The Bank of England (BoE) has also announced that it will be exploring the use of distributed ledger technology in its own core activities and will launch a Fintech accelerator as a means for the BoE to work with new technology firms to harness Fintech innovations for central banking.
It is clear that there is legal uncertainty that will need to be addressed with new legislation. But, for the time being at least, close regulatory collaboration will be key in giving Fintech firms the minimum level of certainty they need to continue developing their technologies.
Benefits of new technologies
Distributed ledger technologies have the potential to deliver many benefits, whether it's directly to the regulators by enabling direct transaction reporting by giving them access to the ledger, or to users by eradicating costs by allowing for simultaneous execution and clearing of trades in certain securities.
Richard Williams, CIO of Innovatively Digital, speaking at the Bond Dickinson Fintech Forum, described an emerging partnership between Neos and Hiscox which allowed the insurer to monitor people's smart homes via connected smoke alarms, moisture sensors and cameras.
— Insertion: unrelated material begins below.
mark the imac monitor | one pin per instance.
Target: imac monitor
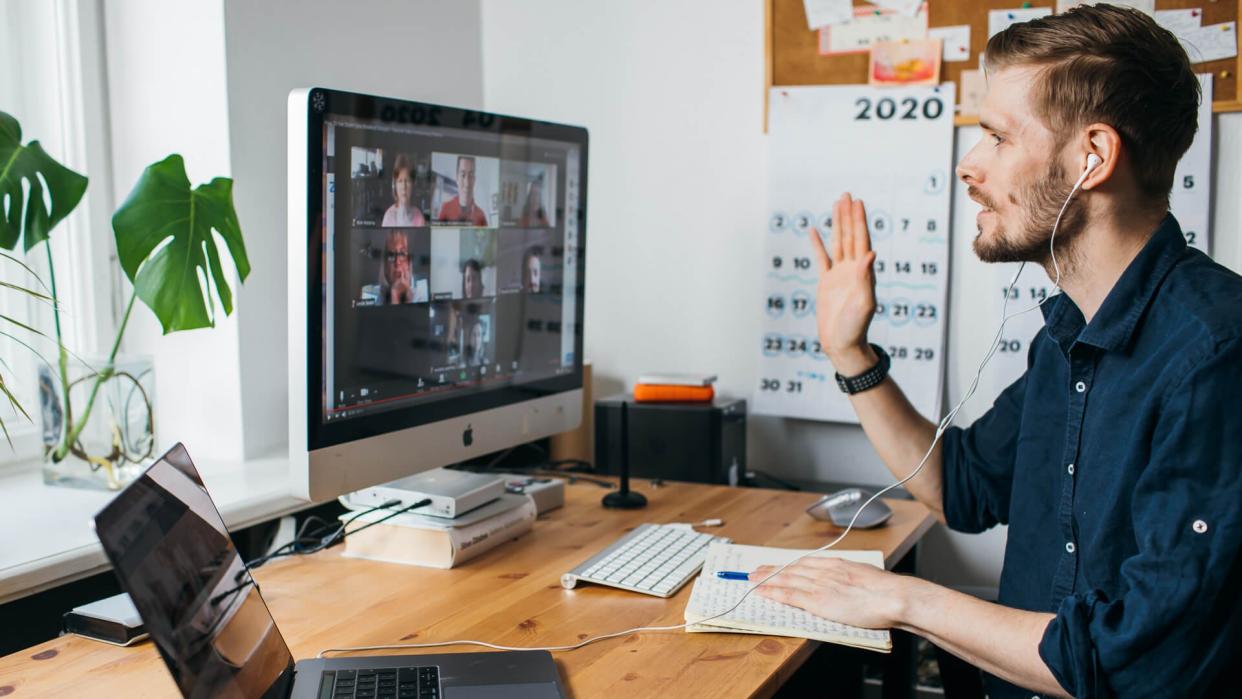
(435, 286)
Insurtech is leading to a re-evaluation of the insurance proposition, Williams highlighted that "the insurer proposition is to pay when there is a loss, but this [technology] can reduce loss and risk."
Risks of new technologies
With any new technology and journey into the unknown, there are risks.
With distributed ledger technology, it has been discussed that the very nature of blockchain, the immutability of transactions which bind together in an unbreakable chain, means that it would be impossible to edit an erroneous trade. Rather, you would have to make a new data entry which would also have to pass through the consensus protocol to make the required change.
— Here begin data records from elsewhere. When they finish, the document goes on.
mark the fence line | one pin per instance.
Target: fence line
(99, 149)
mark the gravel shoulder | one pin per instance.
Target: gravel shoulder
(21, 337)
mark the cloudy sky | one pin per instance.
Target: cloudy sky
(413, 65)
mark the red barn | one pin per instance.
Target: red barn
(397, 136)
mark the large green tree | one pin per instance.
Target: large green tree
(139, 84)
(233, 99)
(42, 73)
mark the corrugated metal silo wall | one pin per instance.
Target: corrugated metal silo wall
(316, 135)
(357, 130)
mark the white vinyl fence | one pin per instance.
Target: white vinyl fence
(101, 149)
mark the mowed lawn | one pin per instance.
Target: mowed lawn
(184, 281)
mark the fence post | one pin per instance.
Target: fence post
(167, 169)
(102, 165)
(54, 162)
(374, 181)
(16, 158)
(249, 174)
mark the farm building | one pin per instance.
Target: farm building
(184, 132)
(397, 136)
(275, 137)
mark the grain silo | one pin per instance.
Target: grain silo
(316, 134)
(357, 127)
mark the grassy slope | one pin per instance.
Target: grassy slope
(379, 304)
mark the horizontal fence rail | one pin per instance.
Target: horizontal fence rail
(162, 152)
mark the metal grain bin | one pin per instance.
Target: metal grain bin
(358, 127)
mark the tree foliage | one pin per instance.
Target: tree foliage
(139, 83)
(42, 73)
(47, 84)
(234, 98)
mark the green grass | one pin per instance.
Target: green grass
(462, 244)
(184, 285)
It is this immutability which raises yet more questions, in particular the level of reliance that can be placed on the data. Could a court determine legal title to an asset just by the data available on the ledger, or would they require other evidence of title? Until we have greater legal certainty, it is these types of question which handicap the current uses for the technology.
Regulators have come to expect authorised firms to have in place all manner of contingency plans to deal with system failures and latent defects in software. It is no surprise to those that work in financial services that banks and insurers operate with outdated IT systems and infrastructure. It will be key for Fintech firms to develop and test with this in mind, especially where they expect their services to interface with those of the bank/insurer.
Some doubters have also questioned the speed at which money is being invested in, and used to acquire, Fintech firms, with many likening the pace of change to the dot-com bubble.
Will Brexit impact on the regulatory landscape for Fintech and Insurtech?
No self-respecting contributor could get to the closing remarks of an article without mentioning the second most commonly used 'B' term after blockchain - BREXIT.
The prevailing consensus from Government looks to be that the UK will be maintaining the current regulatory regime. However, a regulatory divergence could allow the UK's regulators to form an independent regulatory perspective from Europe, in turn allowing the creation of a new regime for Fintech and in particular distributed ledger technologies. But, the regulation of Europe's financial markets have been converging for decades and major regulatory divergence would likely inhibit the ability for Fintech firms to roll out products and services (such as those based on a global distributed ledger) across one of the World's most diverse and mature financial markets.